U.S. law provides the President with broad authority to prohibit transactions that he deems to present a national security threat to the United States. In this context, national security concerns may, but need not, involve information that is trade-controlled or classified.
At the end of 2016, President Obama used this power to block a transaction after the Committee on Foreign Investment in the United States (CFIUS) determined that it threatened the security of the United States due to, among other things, the military applications of the technological capability of the company to be acquired. Notably, neither of the parties to the transaction was based in the United States.
Investors in the United States have long been aware of the various regulatory requirements that must be met before a transaction may close, including any local regulatory requirements. Where a transaction involves foreign investment in a U.S. business, however, there may be another, often overlooked, regulatory hurdle to overcome: a national security review by CFIUS.
CFIUS, a group comprised of U.S. administrative agencies, is tasked with the review of certain acquisitions of U.S. businesses by foreign entities to determine whether those transactions present a national security concern to the United States. Under U.S. law, CFIUS has the authority to review any transaction in which a foreign interest may gain control of a U.S. business that could present such a risk. CFIUS is tasked to determine whether a foreign investment in a U.S. business presents a national security concern, to evaluate whether such concerns can be mitigated, and to recommend to the President preventing the transaction altogether if such a risk cannot be sufficiently mitigated.
National security concerns can arise in various contexts beyond the expected areas of access to classified or export-controlled information or links to military or intelligence work.
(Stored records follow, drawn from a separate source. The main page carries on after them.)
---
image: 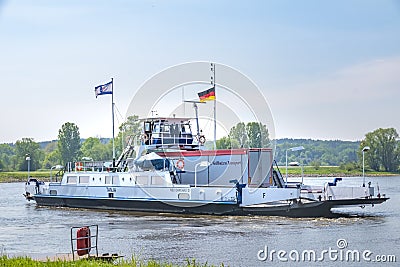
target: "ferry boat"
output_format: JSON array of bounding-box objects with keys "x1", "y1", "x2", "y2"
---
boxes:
[{"x1": 24, "y1": 117, "x2": 389, "y2": 217}]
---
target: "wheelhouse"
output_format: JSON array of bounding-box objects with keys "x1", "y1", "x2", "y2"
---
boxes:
[{"x1": 141, "y1": 117, "x2": 197, "y2": 148}]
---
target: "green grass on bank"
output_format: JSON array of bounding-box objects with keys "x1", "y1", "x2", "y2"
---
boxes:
[
  {"x1": 0, "y1": 167, "x2": 398, "y2": 183},
  {"x1": 0, "y1": 255, "x2": 221, "y2": 267},
  {"x1": 281, "y1": 166, "x2": 399, "y2": 177},
  {"x1": 0, "y1": 170, "x2": 51, "y2": 183}
]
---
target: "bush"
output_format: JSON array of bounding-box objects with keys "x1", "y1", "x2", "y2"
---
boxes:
[
  {"x1": 310, "y1": 160, "x2": 321, "y2": 170},
  {"x1": 339, "y1": 162, "x2": 358, "y2": 172}
]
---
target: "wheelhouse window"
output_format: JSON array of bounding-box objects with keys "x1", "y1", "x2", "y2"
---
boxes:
[
  {"x1": 144, "y1": 122, "x2": 151, "y2": 132},
  {"x1": 162, "y1": 124, "x2": 170, "y2": 133},
  {"x1": 181, "y1": 124, "x2": 191, "y2": 133},
  {"x1": 153, "y1": 124, "x2": 160, "y2": 137}
]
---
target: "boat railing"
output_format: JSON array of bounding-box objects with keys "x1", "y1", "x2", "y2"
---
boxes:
[
  {"x1": 54, "y1": 168, "x2": 65, "y2": 182},
  {"x1": 155, "y1": 130, "x2": 193, "y2": 145},
  {"x1": 115, "y1": 135, "x2": 135, "y2": 170},
  {"x1": 272, "y1": 161, "x2": 285, "y2": 188},
  {"x1": 66, "y1": 159, "x2": 173, "y2": 174},
  {"x1": 141, "y1": 131, "x2": 195, "y2": 147},
  {"x1": 66, "y1": 161, "x2": 110, "y2": 173}
]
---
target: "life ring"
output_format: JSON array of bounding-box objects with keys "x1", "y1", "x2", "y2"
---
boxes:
[
  {"x1": 141, "y1": 133, "x2": 149, "y2": 143},
  {"x1": 75, "y1": 162, "x2": 83, "y2": 171},
  {"x1": 176, "y1": 159, "x2": 185, "y2": 170},
  {"x1": 76, "y1": 227, "x2": 91, "y2": 256},
  {"x1": 199, "y1": 135, "x2": 206, "y2": 144}
]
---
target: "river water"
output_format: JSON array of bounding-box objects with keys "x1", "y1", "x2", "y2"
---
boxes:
[{"x1": 0, "y1": 176, "x2": 399, "y2": 266}]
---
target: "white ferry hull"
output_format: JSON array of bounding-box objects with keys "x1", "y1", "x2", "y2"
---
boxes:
[{"x1": 32, "y1": 193, "x2": 388, "y2": 218}]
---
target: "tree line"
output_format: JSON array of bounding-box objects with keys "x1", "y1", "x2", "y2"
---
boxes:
[
  {"x1": 0, "y1": 116, "x2": 141, "y2": 171},
  {"x1": 0, "y1": 117, "x2": 398, "y2": 172},
  {"x1": 216, "y1": 124, "x2": 399, "y2": 172},
  {"x1": 274, "y1": 128, "x2": 399, "y2": 172}
]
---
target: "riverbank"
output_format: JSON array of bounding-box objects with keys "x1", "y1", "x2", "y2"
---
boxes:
[
  {"x1": 0, "y1": 170, "x2": 51, "y2": 183},
  {"x1": 280, "y1": 166, "x2": 399, "y2": 177},
  {"x1": 0, "y1": 167, "x2": 397, "y2": 183},
  {"x1": 0, "y1": 255, "x2": 218, "y2": 267}
]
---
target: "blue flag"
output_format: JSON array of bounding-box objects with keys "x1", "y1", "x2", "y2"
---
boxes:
[{"x1": 95, "y1": 81, "x2": 113, "y2": 98}]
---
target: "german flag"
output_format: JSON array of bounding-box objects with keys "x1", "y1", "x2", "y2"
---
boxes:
[{"x1": 198, "y1": 87, "x2": 216, "y2": 102}]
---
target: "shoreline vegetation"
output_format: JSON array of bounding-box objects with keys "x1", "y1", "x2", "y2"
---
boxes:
[
  {"x1": 0, "y1": 255, "x2": 219, "y2": 267},
  {"x1": 0, "y1": 167, "x2": 398, "y2": 183}
]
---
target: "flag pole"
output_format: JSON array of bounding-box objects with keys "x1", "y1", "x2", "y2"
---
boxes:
[
  {"x1": 111, "y1": 78, "x2": 115, "y2": 167},
  {"x1": 212, "y1": 63, "x2": 217, "y2": 149}
]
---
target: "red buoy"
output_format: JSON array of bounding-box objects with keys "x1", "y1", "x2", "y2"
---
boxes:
[{"x1": 76, "y1": 227, "x2": 91, "y2": 256}]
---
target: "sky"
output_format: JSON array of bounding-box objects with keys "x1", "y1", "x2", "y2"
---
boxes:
[{"x1": 1, "y1": 0, "x2": 399, "y2": 143}]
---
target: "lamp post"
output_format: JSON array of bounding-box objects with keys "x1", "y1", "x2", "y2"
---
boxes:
[
  {"x1": 194, "y1": 161, "x2": 211, "y2": 188},
  {"x1": 300, "y1": 160, "x2": 304, "y2": 185},
  {"x1": 362, "y1": 146, "x2": 370, "y2": 187},
  {"x1": 25, "y1": 154, "x2": 31, "y2": 181},
  {"x1": 286, "y1": 146, "x2": 304, "y2": 186}
]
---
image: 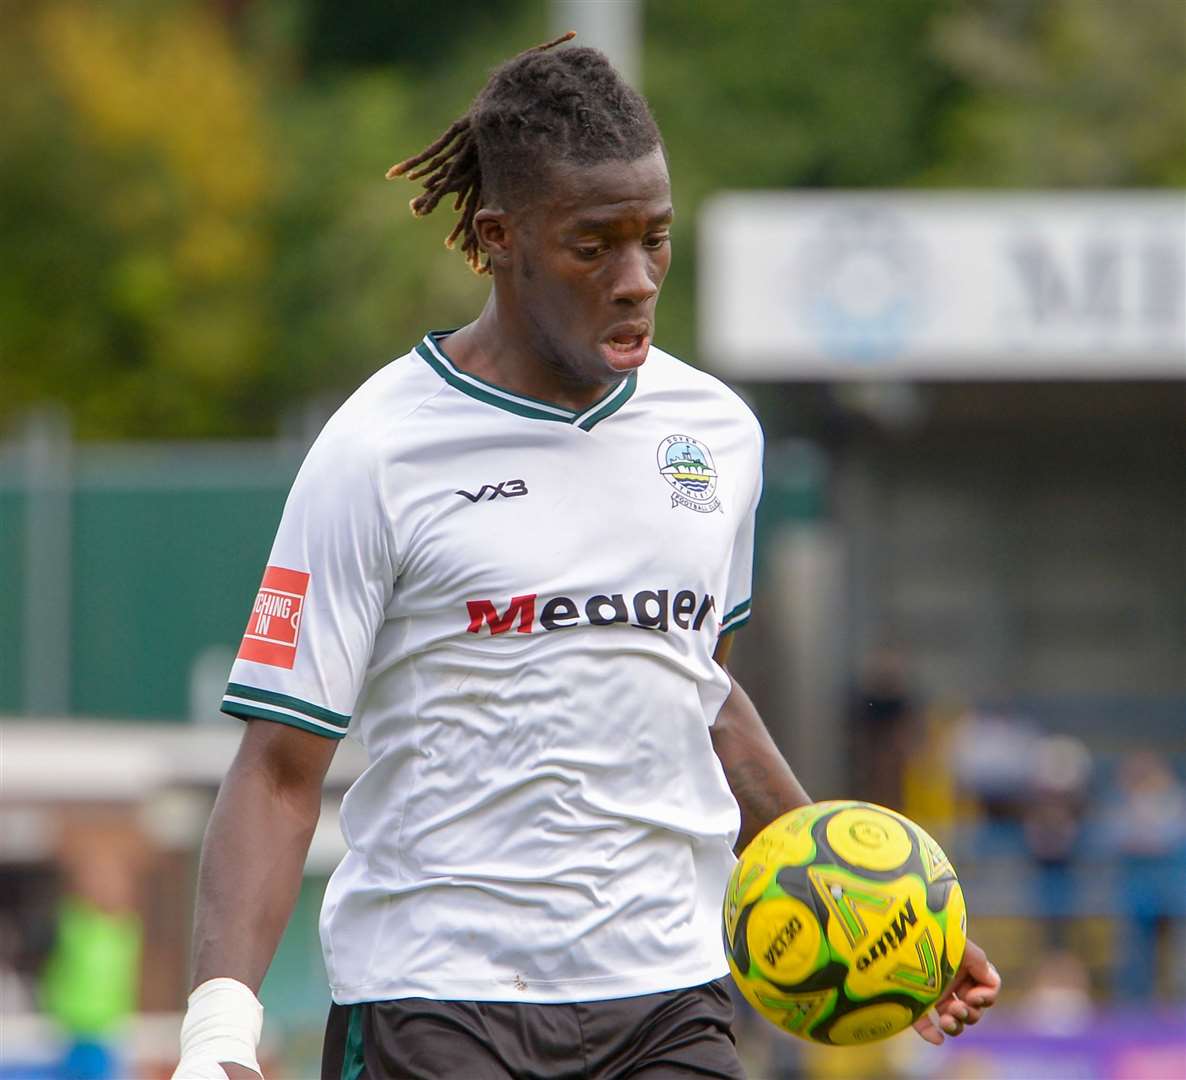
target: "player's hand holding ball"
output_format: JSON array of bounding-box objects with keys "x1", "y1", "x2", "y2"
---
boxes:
[
  {"x1": 723, "y1": 801, "x2": 999, "y2": 1045},
  {"x1": 912, "y1": 935, "x2": 1001, "y2": 1044}
]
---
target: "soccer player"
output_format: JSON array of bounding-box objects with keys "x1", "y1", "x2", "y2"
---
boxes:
[{"x1": 174, "y1": 36, "x2": 1000, "y2": 1079}]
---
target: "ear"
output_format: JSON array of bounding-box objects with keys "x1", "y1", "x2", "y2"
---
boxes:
[{"x1": 474, "y1": 208, "x2": 511, "y2": 268}]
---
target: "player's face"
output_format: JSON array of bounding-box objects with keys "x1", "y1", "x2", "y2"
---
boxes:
[{"x1": 510, "y1": 147, "x2": 673, "y2": 386}]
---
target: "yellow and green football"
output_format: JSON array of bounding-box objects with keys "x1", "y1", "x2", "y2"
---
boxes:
[{"x1": 723, "y1": 801, "x2": 967, "y2": 1045}]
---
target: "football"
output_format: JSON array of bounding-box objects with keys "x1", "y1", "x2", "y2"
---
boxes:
[{"x1": 723, "y1": 800, "x2": 967, "y2": 1045}]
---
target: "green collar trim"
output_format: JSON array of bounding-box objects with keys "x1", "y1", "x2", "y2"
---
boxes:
[{"x1": 415, "y1": 332, "x2": 638, "y2": 431}]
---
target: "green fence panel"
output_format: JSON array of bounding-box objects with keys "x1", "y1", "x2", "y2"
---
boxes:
[
  {"x1": 70, "y1": 484, "x2": 291, "y2": 720},
  {"x1": 0, "y1": 491, "x2": 25, "y2": 710}
]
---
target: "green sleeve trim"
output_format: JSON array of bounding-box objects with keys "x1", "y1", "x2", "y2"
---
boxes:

For the transaction blocked by President Obama last year, CFIUS determined the transaction threatened the security of the United States due to, among other things, the military applications of the technological capability of the company to be acquired. Specifically, the target’s wholly-owned subsidiary in the United States employed engineers working on the company’s semiconductor deposition technology, as well as sales and distribution of the target’s products in the United States. The Presidential Order prohibiting the acquisition of the target’s U.S. business and the statement issued by the Department of the Treasury reflected concerns that access by the acquirer (a German subsidiary of a Chinese investment fund) to the target’s knowledge and experience as a producer and innovator of semiconductor manufacturing equipment and technology could “impair the national security of the U.S.” That position corresponds to prior statements from CFIUS and the U.S. Intelligence Community regarding the importance of safeguarding advanced technology, including semiconductor or other technology that may have both commercial and military uses, and concerns regarding the increasing Chinese investment in the global semiconductor market.
The proposed takeover was terminated less than one week after the issuance of the Presidential Order.
While it remains to be seen how the Trump Administration will use the CFIUS process to effect and regulate foreign investment in U.S. business or whether it will attempt to make changes to the established CFIUS process, we suspect that the U.S. will remain open to foreign investment but CFIUS scrutiny will increase. We also anticipate that CFIUS will continue to assert its authority to review transactions between non-U.S. parties, to the extent that such transactions involve U.S. business. Parties considering investment targets in the United States or that include assets or business in the United States should not underestimate the potential for national security concerns, even when the parties involved are not facially U.S. businesses. In order to maximize the likelihood of a successful transaction and minimize potential disruption, parties should consider such concerns early in transaction planning and negotiations, both with respect to the selection of potential transaction targets and partners and in structuring proposed transactions.
While most EU Member States do not have national laws providing for a general screening, review, or approval of foreign investments, countries, including Belgium, are finding ways to address growing concerns in other ways. In October 2016, the city of Antwerp effectively blocked a proposed bid to acquire a minority stake in Belgian grid operator Eandis by Chinese-owned State Grid International Development Limited after the Flemish regional energy market regulator announced higher tariffs would go into effect post-investment. In the Netherlands, where no legal mechanism like the CFIUS regulatory authority exists, the Ministry of Defense has sought to extend its influence over the day-to-day management of the crypto division of Fox-IT after the company was acquired by the UK based NCC Group in 2015. Fox-IT provides IT technology to the Dutch government for the protection of state secrets, and reports suggest that the company may risk losing its contracts with the Dutch government if it refuses to accept increased government controls. Things could change rapidly at EU level now that Germany, Italy and France have recently called upon Brussels to grant them a right of veto especially with respect to Chinese high tech takeovers.
The above examples demonstrate the continued importance of considering and addressing in advance any potential concerns of relevant national authorities in any transaction involving cross-border interests.